Si hay una ciclista que ha desafiado la especialización extrema del ciclismo moderno y ha demostrado que es posible ser la mejor del mundo en disciplinas completamente distintas, esa es Pauline Ferrand-Prévot. La ciclista francesa de Reims ha ganado maillots arcoíris en carretera, ciclocross y mountain bike, un triplete sin precedentes en la historia del ciclismo femenino internacional.
Los inicios: talento precoz en múltiples disciplinas
Pauline Ferrand-Prévot nació el 4 de febrero de 1992 en Reims, en la región de Champagne (Francia). Desde joven mostró aptitudes extraordinarias para el ciclismo en todas sus formas: la resistencia de la carretera, la técnica del ciclocross y la potencia técnica del mountain bike.
Su desarrollo como ciclista fue meteórico. En las categorías junior y sub-23 ya ganaba con regularidad en las tres disciplinas, y su salto al nivel élite internacional fue inmediato. En 2014, con solo 22 años, ganó el Campeonato del Mundo de Ciclismo en Carretera en Ponferrada (España) con una carrera solitaria que dejó a todas las demás favoritas sin respuesta. Era el primer maillot arcoíris de una carrera que acumularía muchos más.
El año histórico: 2014, tres mundiales en tres meses
El otoño de 2014 fue el período más increíble de la carrera de Ferrand-Prévot. En pocos meses ganó el Campeonato del Mundo de carretera (septiembre), el Campeonato del Mundo de ciclocross (enero de 2015) y durante ese tiempo también había sido muy competitiva en el MTB. En 2015 ganó el Campeonato del Mundo de XCO femenino, completando el triplete de disciplinas ciclistas que nadie había logrado antes en la historia.
Este logro la situó automáticamente entre las ciclistas más extraordinarias de todos los tiempos. No solo por los títulos en sí, sino por lo que revelan: una capacidad de adaptación técnica y física excepcional para pasar de la resistencia pura de la carretera a la técnica del ciclocross y de ahí a la potencia explosiva del XCO.
La especialización en MTB y el camino hacia el oro olímpico
A partir de 2016, Ferrand-Prévot decidió focalizarse principalmente en el mountain bike, con el objetivo de ganar el oro olímpico en XCO. Los Juegos de Río 2016 no fueron como esperaba: tuvo problemas y no pudo luchar por el podio. La decepción la hizo volver con más determinación.
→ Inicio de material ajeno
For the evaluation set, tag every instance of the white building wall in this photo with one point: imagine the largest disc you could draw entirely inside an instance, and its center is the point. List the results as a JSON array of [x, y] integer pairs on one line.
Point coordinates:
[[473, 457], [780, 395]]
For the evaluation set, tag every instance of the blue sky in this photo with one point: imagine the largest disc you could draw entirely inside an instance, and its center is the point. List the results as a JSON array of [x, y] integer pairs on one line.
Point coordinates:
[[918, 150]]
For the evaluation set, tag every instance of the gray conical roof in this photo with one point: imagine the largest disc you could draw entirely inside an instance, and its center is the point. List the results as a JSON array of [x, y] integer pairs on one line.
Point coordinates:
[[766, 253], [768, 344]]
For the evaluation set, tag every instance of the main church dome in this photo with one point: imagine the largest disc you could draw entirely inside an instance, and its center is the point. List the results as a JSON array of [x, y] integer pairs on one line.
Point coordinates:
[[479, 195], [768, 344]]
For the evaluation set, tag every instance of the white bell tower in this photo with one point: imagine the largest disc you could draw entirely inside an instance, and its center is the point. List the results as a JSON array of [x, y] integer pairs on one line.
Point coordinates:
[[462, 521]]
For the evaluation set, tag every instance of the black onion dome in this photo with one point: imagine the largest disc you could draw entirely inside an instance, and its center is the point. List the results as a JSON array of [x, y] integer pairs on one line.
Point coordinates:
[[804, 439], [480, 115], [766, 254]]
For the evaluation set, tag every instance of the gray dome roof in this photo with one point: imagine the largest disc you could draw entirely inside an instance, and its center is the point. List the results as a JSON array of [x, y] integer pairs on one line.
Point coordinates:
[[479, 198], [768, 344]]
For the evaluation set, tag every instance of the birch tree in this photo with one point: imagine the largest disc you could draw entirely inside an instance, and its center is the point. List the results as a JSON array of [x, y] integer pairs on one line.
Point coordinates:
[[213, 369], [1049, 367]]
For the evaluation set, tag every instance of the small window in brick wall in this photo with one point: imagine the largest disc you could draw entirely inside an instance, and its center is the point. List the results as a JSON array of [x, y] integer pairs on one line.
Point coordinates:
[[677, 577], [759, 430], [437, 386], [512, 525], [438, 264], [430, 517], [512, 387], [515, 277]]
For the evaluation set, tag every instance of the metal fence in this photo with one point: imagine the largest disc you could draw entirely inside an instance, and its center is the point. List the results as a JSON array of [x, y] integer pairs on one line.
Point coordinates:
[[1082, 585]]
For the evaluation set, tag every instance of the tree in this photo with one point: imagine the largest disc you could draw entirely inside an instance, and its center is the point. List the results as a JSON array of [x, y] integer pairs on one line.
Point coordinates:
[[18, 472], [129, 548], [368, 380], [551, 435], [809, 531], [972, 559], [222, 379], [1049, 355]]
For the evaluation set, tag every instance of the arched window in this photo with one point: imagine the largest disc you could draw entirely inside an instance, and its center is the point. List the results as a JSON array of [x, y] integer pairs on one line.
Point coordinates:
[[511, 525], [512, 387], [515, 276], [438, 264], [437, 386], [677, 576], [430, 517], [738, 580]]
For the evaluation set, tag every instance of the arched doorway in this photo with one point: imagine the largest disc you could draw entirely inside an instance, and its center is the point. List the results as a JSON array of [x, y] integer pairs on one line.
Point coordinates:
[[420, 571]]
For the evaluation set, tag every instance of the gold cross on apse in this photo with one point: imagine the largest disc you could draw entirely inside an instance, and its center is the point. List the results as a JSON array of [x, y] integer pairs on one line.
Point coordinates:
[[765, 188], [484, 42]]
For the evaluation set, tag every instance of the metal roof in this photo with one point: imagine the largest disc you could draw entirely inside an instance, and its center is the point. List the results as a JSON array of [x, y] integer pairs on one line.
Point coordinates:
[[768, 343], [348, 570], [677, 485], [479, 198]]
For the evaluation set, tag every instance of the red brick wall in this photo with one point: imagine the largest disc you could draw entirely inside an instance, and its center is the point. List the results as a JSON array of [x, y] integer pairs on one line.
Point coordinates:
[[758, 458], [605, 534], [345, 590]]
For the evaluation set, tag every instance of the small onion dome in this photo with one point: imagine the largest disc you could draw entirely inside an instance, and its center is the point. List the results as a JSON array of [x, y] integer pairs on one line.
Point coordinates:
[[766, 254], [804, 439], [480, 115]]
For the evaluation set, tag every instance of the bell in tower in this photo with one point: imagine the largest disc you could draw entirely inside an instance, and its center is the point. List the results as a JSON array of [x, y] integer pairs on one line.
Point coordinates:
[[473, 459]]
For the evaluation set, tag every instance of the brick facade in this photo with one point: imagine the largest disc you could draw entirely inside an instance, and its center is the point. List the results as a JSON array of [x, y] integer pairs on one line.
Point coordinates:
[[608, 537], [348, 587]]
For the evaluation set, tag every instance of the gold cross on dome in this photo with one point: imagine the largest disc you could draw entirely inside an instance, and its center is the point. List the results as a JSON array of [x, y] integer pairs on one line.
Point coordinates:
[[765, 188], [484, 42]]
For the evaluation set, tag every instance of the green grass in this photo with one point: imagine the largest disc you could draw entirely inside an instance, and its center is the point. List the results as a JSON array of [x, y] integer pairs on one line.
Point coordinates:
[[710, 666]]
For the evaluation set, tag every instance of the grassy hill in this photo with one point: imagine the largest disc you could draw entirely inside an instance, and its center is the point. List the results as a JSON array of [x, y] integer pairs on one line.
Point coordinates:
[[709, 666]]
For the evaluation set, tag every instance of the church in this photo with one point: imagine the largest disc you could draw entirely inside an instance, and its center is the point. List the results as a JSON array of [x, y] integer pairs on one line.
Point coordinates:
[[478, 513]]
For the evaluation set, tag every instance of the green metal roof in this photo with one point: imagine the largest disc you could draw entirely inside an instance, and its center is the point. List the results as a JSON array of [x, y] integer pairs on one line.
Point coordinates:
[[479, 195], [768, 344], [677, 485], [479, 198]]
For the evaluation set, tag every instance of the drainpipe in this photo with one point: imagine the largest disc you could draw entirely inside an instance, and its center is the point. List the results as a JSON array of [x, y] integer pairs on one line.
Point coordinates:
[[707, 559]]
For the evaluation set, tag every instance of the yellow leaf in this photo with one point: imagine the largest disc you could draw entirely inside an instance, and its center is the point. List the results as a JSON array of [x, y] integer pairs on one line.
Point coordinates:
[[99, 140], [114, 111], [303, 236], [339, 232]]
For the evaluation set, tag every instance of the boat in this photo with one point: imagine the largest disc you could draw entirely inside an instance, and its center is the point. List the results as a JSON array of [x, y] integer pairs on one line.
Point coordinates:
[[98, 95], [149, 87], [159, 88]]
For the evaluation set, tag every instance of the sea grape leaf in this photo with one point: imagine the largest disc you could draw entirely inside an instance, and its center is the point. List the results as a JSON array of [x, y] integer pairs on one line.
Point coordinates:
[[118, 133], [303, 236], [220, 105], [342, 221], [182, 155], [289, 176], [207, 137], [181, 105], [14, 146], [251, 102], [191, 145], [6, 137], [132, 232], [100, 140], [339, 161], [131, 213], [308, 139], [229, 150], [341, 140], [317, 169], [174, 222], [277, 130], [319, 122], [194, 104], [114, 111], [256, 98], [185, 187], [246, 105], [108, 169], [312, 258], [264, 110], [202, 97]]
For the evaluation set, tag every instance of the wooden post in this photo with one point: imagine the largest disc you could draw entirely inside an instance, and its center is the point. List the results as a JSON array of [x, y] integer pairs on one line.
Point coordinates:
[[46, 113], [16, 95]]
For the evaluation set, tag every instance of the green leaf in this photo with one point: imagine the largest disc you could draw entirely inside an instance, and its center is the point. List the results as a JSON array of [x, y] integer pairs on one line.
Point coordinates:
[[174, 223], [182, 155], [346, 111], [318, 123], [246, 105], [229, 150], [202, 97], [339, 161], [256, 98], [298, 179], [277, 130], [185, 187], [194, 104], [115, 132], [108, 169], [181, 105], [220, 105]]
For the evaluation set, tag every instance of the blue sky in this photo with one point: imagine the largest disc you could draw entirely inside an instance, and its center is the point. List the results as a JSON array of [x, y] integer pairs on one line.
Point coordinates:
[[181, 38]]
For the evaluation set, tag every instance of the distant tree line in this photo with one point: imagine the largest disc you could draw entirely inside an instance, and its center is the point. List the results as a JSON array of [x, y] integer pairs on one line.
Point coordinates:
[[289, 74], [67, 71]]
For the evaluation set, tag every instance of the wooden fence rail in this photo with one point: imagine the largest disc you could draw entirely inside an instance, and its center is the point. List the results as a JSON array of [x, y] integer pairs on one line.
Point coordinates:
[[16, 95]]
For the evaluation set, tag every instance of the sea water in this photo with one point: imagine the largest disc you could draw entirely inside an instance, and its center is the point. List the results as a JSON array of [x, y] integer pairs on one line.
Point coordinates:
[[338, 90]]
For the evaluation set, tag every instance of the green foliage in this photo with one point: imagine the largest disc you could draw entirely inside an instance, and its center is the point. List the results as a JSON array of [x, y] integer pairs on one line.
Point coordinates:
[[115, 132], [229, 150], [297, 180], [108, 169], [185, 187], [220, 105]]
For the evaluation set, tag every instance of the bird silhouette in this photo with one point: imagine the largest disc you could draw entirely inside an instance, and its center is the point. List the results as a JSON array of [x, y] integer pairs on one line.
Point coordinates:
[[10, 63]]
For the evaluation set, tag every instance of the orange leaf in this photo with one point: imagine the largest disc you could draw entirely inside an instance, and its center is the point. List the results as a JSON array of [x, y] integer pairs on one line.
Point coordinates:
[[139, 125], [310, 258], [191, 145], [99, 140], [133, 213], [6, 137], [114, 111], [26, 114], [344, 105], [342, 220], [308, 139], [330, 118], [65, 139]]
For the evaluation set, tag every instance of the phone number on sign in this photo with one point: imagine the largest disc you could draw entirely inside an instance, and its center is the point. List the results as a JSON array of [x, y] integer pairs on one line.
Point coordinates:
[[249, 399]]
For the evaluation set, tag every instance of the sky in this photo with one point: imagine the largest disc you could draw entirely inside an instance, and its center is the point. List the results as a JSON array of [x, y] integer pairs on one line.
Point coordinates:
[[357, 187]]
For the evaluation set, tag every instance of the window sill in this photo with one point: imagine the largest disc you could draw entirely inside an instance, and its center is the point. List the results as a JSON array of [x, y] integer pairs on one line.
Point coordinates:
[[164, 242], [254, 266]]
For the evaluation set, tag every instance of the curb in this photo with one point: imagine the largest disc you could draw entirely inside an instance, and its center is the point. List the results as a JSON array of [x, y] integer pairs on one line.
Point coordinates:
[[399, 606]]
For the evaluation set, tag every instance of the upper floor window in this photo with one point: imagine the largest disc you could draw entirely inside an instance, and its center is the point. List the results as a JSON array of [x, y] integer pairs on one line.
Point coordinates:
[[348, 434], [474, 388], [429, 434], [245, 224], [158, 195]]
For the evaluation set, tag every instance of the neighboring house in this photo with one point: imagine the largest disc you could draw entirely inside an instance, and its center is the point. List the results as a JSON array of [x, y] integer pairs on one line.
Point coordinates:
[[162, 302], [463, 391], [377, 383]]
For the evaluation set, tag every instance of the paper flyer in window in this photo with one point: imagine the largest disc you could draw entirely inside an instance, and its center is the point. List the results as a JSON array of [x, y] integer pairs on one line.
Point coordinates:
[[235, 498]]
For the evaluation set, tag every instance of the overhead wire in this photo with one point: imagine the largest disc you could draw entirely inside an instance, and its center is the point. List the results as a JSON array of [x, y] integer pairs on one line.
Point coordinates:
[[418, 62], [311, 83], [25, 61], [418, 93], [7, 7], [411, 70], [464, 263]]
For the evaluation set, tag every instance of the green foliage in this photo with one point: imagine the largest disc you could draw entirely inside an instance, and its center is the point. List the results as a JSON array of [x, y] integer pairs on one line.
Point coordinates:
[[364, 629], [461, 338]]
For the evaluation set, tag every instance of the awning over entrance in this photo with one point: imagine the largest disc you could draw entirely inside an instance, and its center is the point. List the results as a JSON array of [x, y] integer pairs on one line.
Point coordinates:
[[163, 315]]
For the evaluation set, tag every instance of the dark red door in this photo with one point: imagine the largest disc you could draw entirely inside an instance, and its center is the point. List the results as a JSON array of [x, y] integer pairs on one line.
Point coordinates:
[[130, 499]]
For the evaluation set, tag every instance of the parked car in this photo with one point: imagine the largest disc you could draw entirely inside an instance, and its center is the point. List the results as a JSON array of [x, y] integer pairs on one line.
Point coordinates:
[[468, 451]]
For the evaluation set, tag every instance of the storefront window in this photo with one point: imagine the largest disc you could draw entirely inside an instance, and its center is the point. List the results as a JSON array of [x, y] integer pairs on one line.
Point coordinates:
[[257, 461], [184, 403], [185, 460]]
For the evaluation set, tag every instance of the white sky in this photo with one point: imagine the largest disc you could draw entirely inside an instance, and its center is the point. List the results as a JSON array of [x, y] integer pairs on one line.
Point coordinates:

En los años siguientes, siguió acumulando victorias en Copa del Mundo y en Campeonatos del Mundo de XCO, afirmándose como la referencia indiscutible del XCO femenino junto con Jolanda Neff y otras ciclistas suizas.
En los Juegos Olímpicos de Tokio 2021, Ferrand-Prévot llegó como una de las grandes favoritas, pero la carrera fue ganada por la suiza Jolanda Neff, que realizó una actuación perfecta. Ferrand-Prévot llegó decimoquinta tras problemas en carrera. Una nueva decepción olímpica que la fortaleció aún más.
París 2024: el oro en casa
En los Juegos Olímpicos de París 2024, Pauline Ferrand-Prévot llegó como una de las favoritas y esta vez no dejó escapar la oportunidad. Con el público francés enfervorizado apoyándola en cada vuelta del circuito, la ciclista de Reims realizó una carrera perfecta y cruzó la línea de meta en primera posición, ganando el oro olímpico que había perseguido durante toda su carrera.
La imagen de Ferrand-Prévot levantando los brazos ante su público en suelo francés es ya una de las más icónicas del ciclismo de montaña olímpico.
El legado de la ciclista más versátil de la historia
Pauline Ferrand-Prévot ha demostrado que la especialización extrema no es la única vía hacia la excelencia. Su trayectoria es un argumento poderoso a favor de la formación técnica amplia y de la adaptabilidad como virtud deportiva.
Con su gold olímpico en Paris 2024, Ferrand-Prévot ha completado una colección de títulos que difícilmente alguien igualará: campeona del mundo en carretera, en ciclocross y en mountain bike, y campeona olímpica. Un palmarés único en la historia del ciclismo.